Triggering on "Beeping" Sounds

I have a bunch of devices which “beep”:

  • Microwave
  • AC
  • Fire Alarm

Assuming I have a microphone plugged into a computer is there an easy way to capture “Beep” type sounds (brief single tones) and categorize them by pitch and duration.

So that they could be feed into HA to trigger automations (again keyed by pitch and duration). A bit of googling shows that some combination of arecord and sox might be able to do the analysis of the sound.

However I am wondering if anyone else has already gone down this path / has something that is already usable?

I have been playing with an RFFT.

If I set the parameters to:

  • Sample at 44100 Hz
  • With an 4K chunk size

Then I get a frequency resolution of ~ 10 Hz and I get a new result every 93 ms.
Those tolerances are pretty good for most beeps.

For very loud beeps they stand out like a beacon (very easy to detect with a simple magnitude filter).


For quiet beeps its difficult to pick them out:

This is a frequency waterfall for a fairly quiet room:

If I turn on the the AC, I start to see noise on the low end of the frequency range:

However loud beeps really stand out:
I think the small ridges are either an artifact of the FFT or they may be harmonics.

The problem is other loud noises like speech absolutely swamp the frequency range:

When I get a quiet beep it’s still possible to see it in a quiet room (even with the AC running)

However I am struggling to avoid false positives in an automated fashion.

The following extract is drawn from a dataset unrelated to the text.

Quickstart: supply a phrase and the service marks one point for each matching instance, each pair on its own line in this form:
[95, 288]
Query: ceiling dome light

I may be forced to average the magnitude of all the frequencies over say 1500 Hz - so if noise is happening I just can’t pick out quiet beeps.

1 Like

I have it working.
This (Python) code is really terrible **, but it’s enough to prove the concept:

** - Need to spend some time making it look pretty.

import numpy as np
import sounddevice as sd
import paho.mqtt.client as mqtt

SAMPLE_RATE = 44100
CHUNK = 4096

# MQTT broker details
mqtt_broker = "ha.local"
mqtt_port = 1883
mqtt_username = "dtrott"
mqtt_password = "my_password"
topic = "test/topic"

client = mqtt.Client(mqtt.CallbackAPIVersion.VERSION2)
client.username_pw_set(mqtt_username, mqtt_password)

client.connect(mqtt_broker, mqtt_port, 60)
client.loop_start()

detected = False
sent_detected = False


def detect_beep(indata, frames, time, status):
    global detected
    global sent_detected

    audio = indata[:, 0]

    fft = np.fft.rfft(audio)
    freqs = np.fft.rfftfreq(len(audio), 1 / SAMPLE_RATE)
    magnitude = np.abs(fft)

    low = max(magnitude[351:361]);
    detect = max(magnitude[371:373])
    high = max(magnitude[381:600]);

    dd = detect * 0.5
    detected = detect > 3 and low < dd and high < dd

    if detected != sent_detected:
        payload = "on" if detected else "off"
        client.publish(topic, payload)
        sent_detected = detected


def process_audio():
    with sd.InputStream(callback=detect_beep,
                        channels=1,
                        samplerate=SAMPLE_RATE,
                        blocksize=CHUNK):
        input("Listening... Press Enter to stop\n")


process_audio()

client.loop_stop()
client.disconnect()

How it Works

I am creating three ranges:

  • The “detection” range - the frequency I am looking for.
  • A “low” range below the frequency I am looking for.
  • A “high” range above the target frequency.

If I get a signal in the target range, above an arbitrary threshold (3 in this case) and the target signal is 3 dB’s clear of the low and high ranges then I consider that a detection.

I update an MQTT topic with the detection state whenever it changes - hence HA can use that topic to trigger automations.

Visually the detection bands look like this:

The pink band is the detection band.
The two green bands are the low (left) and high (right) bands.

Since the higher frequencies are normally much quieter than the lower frequencies I use a much wider band on that.

Note: I leave a gap either side of the detection band as there can be noise close to the target frequency.

Per my previous post 4K chunks is the sweet spot:

  • Smaller chucks loose frequency resolution.
  • Larger chucks sample too much time - hence can’t detect short beeps.